The Country and the City, Raymond Williams (1973)
Synopsis: While this is primarily about ideas of country and city in English literature, Williams makes some important points about the actual complexity of things. Between the changing natures of the two poles, there are “many kinds of intermediate and new kinds of social and physical organization.” Williams reminds us of the “temptation to reduce the historical variety of the forms of interpretation to what are loosely called symbols or archetypes,” when it is the variety and “the coexistence of persistence and change which is really striking and interesting” in our ideas about he country and city. (289)
Williams further claims that “the idea of an ordered and happier [rural] past” serves as a counterpoint to a critic’s perception of “disturbance and disorder” in the present.

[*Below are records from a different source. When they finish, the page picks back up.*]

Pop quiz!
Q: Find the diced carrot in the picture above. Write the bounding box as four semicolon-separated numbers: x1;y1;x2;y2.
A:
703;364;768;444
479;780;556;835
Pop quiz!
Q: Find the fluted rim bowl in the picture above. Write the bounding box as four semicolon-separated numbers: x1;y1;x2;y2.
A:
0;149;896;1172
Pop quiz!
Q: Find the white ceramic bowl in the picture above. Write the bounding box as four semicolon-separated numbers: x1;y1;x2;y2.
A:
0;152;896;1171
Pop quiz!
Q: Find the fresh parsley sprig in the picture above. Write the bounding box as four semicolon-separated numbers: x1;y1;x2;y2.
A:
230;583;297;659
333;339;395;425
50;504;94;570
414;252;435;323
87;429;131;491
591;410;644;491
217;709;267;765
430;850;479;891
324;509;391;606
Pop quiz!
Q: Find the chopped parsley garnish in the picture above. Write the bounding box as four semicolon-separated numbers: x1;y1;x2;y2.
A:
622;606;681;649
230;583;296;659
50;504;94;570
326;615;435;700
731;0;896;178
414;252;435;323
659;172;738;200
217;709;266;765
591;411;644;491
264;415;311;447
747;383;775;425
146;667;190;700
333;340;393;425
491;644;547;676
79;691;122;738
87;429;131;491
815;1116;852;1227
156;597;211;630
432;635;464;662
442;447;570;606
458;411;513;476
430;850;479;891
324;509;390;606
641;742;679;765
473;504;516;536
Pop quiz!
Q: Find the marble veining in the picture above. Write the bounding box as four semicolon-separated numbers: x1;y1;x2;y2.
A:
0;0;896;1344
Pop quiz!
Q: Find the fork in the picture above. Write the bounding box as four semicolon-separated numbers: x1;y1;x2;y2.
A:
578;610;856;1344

But any such idealization, he says, is based on a very selective view of fleeting moments in the past that “cover and evade the actual and bitter contradictions of the time.” (45) Even though Williams’ country is primarily in the past, his point may be equally valid for the rural world of the present: the noble, heroic country that promoters hark back to usually “rested on the brief and aching lives of the permanently cheated” who are invisible in the record. We have to be especially careful not to let them remain invisible, or else it will be “precisely at this point that the ‘town and country‘ fiction serve[s]: to promote superficial comparisons and prevent real ones.” (54)

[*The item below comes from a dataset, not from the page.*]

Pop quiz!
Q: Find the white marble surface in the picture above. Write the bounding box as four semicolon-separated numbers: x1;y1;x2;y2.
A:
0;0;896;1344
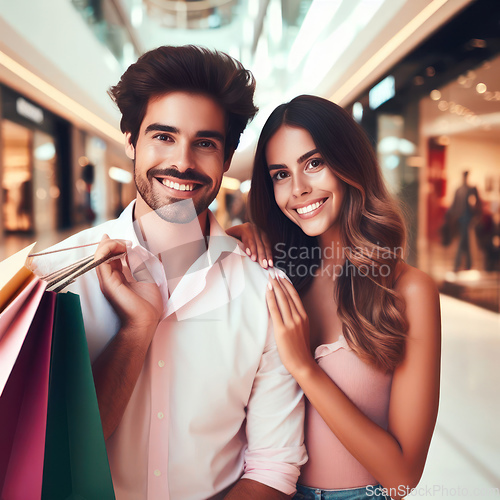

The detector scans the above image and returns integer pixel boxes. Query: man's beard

Critics: For the most part, they address The Country and the City’s place in Williams’ development as a socialist humanist. Like Williams himself, they remain a little too literary to be particularly useful to me from the perspective of history. I think in the long run, I may have a chance to look again at the way Williams criticizes Marx and Engels for falling into an assumption about the “idiocy of the country,” but that seems dated -- I’m not studying Victorian British rural history, and I don’t believe in putting theory before evidence in the way I think I’d need to, in order to use this more. For my purposes, Williams channeled through Cronon will probably be the best bet.
One interesting point: the editors of Science Fiction Studies were apparently huge Williams fans. One reviewer mentioned Jeffries’ After London, which I might want to look at in a different (Bradlaugh) light sometime.